O processo terapêutico ocupacional se inicia por meio da avaliação de demandas e modificações das atividades cotidianas e ocupacionais do sujeito. Com base nos resultados do processo avaliativo o terapeuta ocupacional pode utilizar diversos recursos e estratégias para a reabilitação do declínio funcional de pacientes com câncer. Dentre eles, destacam-se exercícios e atividades funcionais que buscam a melhora da amplitude de movimento do membro acometido mas, também, a adaptação de ambientes e atividades, por meio de tecnologias assistivas de baixo e alto custo, como, por exemplo, o uso de engrossadores de talheres para pacientes que perderam temporariamente ou definitivamente a capacidade de realizar diferentes preensões com as mãos, processo que permite independência ao paciente no momento da alimentação e dos cuidados pessoais (Ribeiro et al, 2018)..
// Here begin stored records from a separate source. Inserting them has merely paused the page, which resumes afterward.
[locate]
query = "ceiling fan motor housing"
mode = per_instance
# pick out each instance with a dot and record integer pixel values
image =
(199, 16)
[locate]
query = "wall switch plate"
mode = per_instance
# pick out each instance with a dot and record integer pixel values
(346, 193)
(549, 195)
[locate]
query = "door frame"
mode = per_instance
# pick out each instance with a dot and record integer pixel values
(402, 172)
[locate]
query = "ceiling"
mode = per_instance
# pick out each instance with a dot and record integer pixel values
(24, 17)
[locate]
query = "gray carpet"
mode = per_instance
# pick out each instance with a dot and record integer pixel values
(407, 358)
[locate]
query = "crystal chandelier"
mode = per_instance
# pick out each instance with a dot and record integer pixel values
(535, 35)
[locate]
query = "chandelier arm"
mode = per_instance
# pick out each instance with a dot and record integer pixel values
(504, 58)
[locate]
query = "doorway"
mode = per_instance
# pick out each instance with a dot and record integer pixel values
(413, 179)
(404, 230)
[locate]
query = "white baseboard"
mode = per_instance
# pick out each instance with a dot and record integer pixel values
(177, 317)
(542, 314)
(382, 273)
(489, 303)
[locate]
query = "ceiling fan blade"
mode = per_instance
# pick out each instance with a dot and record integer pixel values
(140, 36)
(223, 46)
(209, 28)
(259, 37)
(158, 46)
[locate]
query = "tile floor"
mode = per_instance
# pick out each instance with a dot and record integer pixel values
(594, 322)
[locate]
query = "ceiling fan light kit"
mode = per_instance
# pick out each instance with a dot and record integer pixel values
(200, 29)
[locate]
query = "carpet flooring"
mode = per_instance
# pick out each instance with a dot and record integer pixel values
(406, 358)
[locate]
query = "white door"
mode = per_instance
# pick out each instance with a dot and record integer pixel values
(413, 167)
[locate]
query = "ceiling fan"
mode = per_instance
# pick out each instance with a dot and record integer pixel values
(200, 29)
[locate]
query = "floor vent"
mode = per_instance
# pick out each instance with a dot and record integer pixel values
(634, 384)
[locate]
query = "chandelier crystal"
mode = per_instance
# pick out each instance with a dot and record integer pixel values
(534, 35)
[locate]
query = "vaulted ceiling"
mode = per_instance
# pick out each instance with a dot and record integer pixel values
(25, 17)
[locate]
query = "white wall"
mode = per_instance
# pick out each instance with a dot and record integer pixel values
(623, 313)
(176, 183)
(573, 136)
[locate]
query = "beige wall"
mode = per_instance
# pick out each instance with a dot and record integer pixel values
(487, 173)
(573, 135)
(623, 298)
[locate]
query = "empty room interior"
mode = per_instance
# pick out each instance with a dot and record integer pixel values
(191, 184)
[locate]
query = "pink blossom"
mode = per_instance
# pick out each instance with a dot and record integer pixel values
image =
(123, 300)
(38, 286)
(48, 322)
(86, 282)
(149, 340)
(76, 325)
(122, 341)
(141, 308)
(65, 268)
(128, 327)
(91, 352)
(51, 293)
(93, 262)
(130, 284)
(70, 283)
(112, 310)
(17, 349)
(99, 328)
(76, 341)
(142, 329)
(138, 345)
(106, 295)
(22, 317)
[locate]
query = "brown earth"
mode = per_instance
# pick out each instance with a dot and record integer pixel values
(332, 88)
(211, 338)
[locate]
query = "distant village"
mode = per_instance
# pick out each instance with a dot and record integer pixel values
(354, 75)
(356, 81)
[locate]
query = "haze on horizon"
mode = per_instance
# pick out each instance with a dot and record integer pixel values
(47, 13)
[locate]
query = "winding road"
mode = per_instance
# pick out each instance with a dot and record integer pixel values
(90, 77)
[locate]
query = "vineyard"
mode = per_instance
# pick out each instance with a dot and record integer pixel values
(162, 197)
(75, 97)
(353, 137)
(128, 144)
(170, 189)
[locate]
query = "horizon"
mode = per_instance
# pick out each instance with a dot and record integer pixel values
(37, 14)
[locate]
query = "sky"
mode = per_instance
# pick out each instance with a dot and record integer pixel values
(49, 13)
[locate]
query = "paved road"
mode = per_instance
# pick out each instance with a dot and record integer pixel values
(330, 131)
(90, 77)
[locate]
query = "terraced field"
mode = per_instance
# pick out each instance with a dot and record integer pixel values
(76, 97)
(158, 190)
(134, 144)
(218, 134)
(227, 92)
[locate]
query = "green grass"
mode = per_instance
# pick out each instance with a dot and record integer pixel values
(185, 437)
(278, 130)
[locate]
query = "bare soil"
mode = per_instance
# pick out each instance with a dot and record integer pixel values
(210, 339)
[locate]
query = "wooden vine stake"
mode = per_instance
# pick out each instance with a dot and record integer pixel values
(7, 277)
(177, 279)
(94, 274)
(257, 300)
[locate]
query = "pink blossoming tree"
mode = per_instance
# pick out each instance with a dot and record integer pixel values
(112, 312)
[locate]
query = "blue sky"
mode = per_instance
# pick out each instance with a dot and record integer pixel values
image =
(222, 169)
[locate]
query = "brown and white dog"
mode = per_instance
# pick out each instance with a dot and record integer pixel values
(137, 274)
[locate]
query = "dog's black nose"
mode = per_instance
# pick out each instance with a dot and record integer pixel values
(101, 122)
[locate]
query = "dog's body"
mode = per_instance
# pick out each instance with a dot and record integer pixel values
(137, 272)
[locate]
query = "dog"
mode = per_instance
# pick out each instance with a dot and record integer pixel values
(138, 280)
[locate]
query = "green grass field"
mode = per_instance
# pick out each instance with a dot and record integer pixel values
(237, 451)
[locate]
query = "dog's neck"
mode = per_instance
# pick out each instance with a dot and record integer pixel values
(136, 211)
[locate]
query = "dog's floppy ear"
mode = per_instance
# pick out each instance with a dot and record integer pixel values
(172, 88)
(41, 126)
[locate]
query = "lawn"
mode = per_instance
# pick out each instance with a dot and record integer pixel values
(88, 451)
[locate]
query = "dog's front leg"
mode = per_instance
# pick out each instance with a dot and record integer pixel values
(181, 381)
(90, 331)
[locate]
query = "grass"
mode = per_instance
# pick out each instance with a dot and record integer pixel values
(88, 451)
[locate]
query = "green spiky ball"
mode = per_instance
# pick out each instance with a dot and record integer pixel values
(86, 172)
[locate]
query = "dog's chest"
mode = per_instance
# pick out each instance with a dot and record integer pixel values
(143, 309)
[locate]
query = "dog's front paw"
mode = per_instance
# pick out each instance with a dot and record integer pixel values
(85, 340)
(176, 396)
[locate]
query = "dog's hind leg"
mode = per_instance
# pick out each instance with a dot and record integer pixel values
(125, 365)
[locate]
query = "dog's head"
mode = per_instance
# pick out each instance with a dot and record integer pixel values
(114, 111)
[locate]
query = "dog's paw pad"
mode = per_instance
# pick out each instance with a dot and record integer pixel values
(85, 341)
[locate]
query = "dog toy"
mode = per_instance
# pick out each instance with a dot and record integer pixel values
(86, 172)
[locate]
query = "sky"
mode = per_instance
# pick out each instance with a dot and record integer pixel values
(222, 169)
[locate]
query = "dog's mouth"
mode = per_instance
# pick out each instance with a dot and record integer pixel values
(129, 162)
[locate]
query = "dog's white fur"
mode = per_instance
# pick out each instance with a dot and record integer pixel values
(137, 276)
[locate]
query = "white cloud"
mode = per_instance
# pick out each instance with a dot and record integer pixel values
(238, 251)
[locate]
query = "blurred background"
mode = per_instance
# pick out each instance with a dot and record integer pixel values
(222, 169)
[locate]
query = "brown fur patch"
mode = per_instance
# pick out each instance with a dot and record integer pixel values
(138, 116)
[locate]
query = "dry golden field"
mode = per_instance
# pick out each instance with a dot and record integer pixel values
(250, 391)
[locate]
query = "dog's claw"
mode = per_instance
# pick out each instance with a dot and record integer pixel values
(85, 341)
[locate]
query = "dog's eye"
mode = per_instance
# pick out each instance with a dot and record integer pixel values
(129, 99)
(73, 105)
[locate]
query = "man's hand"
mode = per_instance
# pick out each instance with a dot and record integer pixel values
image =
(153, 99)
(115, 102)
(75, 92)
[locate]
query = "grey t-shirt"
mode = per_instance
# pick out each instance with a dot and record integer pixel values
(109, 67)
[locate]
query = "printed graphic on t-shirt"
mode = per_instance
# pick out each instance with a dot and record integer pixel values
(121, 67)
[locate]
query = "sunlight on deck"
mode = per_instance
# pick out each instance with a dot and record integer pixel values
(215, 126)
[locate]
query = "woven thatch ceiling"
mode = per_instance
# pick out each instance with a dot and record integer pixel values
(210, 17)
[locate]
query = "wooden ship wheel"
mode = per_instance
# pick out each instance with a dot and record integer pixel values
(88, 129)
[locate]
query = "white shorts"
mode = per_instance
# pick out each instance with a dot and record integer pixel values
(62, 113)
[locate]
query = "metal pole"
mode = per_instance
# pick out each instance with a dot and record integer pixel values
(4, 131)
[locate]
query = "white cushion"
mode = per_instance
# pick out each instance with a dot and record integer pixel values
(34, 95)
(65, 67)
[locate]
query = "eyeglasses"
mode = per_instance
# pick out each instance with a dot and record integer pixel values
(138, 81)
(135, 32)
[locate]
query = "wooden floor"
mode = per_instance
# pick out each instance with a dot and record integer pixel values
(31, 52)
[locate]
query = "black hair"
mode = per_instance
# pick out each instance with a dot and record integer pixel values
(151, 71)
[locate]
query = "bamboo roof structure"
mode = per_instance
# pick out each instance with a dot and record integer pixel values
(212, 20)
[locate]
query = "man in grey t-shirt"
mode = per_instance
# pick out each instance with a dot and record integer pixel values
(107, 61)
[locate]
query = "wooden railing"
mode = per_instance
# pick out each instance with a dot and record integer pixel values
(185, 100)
Dentre as intervenções realizadas pela TO, destaca-se: no risco de queda; comprometimento da função cognitiva; fadiga relacionada ao câncer; linfedemas; neuropatia periférica induzida por quimioterapia; retorno ao trabalho, e como mencionadas anteriormente, déficits funcionais e treino de AVD.
Assim, a abordagem do terapeuta ocupacional, inserido na equipe multidisciplinar, considerando sua visão singular do cuidado em saúde, possibilita às mulheres com câncer de mama um retorno precoce às atividades significativas, resgate da autoestima e reorganização de seus papéis ocupacionais.
(*) Yara Helena de Carvalho Paiva é graduada em Terapia Ocupacional (UFMG), mestrado em Psicologia (UnB). Possui especialização em Saúde do Idosos e Preceptoria no SUS (UnB) e experiência em Reabilitação Física e Cognitiva.